Introduction
I enjoy Game Programming with Directx and I noticed that the most called method throughout most of my games is the standard sqrt method in the Math.h and this made me search for faster functions than the standard sqrt. And after some searching, I found lots of functions that were much much faster but it's always a compromise between speed and precision. The main purpose of this article is to help people choose the best square-root method that suits their program.
Background
In this article, I compare 14 different methods for computing the square root with the standard sqrt function as a reference, and for each method I show its precision and speed compared to the sqrt method.

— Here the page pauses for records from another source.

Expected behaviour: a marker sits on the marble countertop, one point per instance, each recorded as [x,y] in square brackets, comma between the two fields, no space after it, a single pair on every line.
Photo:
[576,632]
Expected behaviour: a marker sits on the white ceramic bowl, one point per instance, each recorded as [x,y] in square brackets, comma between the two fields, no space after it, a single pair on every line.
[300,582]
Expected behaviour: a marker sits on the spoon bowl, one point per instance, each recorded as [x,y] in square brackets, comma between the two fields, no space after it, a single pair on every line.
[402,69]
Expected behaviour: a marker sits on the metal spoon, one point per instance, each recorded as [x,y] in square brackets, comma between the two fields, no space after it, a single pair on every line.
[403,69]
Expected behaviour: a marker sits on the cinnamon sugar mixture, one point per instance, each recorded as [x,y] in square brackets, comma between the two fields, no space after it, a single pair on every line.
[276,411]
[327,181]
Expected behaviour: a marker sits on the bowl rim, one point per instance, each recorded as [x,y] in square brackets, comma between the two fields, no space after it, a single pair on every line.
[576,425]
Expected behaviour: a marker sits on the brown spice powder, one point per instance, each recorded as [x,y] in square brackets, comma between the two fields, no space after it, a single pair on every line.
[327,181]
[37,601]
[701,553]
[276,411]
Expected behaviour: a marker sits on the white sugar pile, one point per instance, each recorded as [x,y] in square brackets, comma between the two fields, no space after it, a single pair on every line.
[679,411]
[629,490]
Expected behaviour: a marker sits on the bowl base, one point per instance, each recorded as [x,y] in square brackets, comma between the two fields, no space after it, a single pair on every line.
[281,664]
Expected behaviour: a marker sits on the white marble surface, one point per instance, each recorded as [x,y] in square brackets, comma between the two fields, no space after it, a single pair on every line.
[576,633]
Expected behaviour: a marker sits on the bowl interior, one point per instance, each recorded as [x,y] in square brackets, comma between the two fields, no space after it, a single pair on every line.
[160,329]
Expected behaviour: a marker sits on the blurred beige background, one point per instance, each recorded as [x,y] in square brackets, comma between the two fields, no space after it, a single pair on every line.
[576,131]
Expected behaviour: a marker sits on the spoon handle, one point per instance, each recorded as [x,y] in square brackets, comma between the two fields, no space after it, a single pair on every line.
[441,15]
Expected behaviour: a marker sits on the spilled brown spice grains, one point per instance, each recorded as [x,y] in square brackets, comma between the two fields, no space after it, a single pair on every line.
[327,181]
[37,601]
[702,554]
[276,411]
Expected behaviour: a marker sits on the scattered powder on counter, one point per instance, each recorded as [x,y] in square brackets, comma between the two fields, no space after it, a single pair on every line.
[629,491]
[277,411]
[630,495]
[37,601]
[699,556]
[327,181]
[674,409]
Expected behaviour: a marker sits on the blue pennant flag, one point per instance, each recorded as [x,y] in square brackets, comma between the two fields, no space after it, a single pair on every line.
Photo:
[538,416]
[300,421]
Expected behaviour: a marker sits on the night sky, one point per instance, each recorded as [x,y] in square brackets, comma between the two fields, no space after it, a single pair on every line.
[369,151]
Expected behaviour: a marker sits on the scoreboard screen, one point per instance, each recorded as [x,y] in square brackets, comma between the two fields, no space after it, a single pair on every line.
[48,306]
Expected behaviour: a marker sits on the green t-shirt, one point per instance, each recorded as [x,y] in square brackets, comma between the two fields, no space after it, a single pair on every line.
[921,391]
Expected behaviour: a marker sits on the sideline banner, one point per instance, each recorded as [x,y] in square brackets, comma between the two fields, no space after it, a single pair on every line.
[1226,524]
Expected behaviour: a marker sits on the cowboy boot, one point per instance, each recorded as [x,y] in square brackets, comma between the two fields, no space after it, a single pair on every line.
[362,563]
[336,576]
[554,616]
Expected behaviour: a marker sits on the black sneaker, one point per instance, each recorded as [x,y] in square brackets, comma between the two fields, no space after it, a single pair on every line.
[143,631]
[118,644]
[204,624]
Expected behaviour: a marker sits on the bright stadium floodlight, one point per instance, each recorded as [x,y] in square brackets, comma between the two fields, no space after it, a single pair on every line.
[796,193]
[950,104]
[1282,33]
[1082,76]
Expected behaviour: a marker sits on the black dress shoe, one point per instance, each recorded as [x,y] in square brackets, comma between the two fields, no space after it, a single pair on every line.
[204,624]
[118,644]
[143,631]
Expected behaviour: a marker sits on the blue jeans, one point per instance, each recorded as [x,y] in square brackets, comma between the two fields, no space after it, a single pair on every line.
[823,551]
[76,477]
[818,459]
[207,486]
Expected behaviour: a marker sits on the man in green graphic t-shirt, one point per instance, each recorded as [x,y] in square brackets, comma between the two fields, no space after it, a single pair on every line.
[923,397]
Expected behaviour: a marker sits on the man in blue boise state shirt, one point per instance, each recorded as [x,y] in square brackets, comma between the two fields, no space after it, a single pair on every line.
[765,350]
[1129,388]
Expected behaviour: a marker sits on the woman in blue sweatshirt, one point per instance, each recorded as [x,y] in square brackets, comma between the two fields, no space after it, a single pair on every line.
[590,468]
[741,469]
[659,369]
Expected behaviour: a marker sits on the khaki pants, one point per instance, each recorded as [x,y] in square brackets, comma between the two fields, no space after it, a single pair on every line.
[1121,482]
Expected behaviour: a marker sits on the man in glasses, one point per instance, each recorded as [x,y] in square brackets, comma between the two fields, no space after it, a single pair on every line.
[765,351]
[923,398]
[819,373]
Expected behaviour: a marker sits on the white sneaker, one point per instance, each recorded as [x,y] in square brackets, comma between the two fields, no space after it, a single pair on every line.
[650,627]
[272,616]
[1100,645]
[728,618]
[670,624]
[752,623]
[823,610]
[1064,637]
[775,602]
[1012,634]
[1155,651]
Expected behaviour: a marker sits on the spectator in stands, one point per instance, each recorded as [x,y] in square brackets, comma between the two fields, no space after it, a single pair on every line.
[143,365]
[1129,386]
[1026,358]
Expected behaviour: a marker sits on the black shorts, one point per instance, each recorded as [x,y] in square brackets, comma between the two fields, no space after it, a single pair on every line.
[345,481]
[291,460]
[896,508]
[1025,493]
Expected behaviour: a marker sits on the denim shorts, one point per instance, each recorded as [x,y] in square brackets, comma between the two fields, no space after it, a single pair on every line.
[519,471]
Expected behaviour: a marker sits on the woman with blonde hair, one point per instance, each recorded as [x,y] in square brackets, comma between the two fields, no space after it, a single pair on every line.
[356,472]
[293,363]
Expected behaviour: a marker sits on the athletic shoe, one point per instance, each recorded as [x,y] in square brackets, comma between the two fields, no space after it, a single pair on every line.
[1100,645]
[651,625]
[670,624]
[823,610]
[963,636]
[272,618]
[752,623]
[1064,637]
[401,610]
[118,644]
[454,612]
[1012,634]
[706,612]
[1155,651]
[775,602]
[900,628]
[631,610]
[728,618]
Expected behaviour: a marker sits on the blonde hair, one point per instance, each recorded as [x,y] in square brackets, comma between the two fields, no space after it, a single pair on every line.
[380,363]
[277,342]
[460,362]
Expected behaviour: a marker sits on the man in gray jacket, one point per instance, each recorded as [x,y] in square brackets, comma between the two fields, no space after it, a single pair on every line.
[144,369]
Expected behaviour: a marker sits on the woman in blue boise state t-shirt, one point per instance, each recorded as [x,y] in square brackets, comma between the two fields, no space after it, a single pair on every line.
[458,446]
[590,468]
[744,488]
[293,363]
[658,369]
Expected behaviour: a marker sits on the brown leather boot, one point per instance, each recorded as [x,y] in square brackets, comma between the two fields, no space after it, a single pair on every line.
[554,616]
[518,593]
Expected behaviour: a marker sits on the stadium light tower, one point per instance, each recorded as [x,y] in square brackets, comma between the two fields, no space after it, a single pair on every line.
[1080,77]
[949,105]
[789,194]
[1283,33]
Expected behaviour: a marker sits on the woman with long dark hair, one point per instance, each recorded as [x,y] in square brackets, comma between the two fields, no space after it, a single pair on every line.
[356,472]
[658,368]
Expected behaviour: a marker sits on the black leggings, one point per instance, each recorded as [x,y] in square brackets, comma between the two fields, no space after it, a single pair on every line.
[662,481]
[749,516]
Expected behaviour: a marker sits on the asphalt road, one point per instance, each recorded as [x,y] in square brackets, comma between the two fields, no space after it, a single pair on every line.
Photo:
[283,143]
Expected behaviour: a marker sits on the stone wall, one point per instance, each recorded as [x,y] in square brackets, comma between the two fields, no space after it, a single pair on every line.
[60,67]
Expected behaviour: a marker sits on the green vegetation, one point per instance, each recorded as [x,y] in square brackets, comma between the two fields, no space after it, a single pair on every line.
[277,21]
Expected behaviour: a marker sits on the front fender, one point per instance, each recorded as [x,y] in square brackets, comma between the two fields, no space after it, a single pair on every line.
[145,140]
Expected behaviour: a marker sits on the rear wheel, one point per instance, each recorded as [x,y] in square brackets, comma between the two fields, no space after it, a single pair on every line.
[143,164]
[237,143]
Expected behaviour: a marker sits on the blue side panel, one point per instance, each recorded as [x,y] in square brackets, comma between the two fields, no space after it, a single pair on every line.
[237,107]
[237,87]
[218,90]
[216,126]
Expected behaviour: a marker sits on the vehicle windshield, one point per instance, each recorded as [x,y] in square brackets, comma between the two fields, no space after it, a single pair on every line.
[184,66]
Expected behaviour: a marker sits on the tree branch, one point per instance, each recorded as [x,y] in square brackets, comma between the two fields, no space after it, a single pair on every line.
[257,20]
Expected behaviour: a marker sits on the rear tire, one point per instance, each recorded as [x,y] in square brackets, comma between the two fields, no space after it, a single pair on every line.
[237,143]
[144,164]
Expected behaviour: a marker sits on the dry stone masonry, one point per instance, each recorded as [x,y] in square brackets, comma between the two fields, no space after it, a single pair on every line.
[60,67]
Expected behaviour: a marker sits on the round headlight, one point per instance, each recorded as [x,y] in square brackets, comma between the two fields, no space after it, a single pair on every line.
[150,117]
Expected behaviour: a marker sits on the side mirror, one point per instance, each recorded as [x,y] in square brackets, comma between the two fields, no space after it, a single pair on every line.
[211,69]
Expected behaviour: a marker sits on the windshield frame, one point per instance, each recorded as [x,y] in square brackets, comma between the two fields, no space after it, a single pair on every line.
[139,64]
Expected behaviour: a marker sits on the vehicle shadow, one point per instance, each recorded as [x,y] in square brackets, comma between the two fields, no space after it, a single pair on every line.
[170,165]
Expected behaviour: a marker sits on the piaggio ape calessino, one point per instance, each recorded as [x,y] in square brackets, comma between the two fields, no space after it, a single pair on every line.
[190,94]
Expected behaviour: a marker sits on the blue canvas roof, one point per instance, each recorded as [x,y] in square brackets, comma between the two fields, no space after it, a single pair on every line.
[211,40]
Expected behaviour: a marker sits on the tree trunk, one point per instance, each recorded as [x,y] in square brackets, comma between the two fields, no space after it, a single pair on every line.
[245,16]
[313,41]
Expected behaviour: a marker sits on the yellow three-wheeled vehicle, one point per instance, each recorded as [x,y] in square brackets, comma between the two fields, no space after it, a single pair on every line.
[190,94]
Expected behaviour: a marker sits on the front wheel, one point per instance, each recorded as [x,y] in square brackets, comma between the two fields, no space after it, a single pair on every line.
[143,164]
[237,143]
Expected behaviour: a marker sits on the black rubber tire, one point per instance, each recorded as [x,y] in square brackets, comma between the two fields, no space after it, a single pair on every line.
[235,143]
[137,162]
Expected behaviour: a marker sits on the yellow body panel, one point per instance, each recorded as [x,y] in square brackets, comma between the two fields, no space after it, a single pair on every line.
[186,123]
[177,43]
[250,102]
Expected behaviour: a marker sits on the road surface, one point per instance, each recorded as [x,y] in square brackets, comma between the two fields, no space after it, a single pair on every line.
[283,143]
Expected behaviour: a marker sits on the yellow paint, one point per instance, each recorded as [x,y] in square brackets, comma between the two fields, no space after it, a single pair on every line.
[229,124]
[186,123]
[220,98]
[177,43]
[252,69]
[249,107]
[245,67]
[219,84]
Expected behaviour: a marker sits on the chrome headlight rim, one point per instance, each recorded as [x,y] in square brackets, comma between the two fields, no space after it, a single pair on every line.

What this Article is Not About
- Explaining how each method works
- New ways to compute the square root
Using the Code
The code is simple, it basically contains:
1. main.cpp
Calls all the methods and for each one of them, it computes the speed and precision relative to the sqrt function.
2. SquareRootmethods.h
This Header contains the implementation of the functions, and the reference of where I got them from.
First I calculate the Speed and Precision of the sqrt method which will be my reference.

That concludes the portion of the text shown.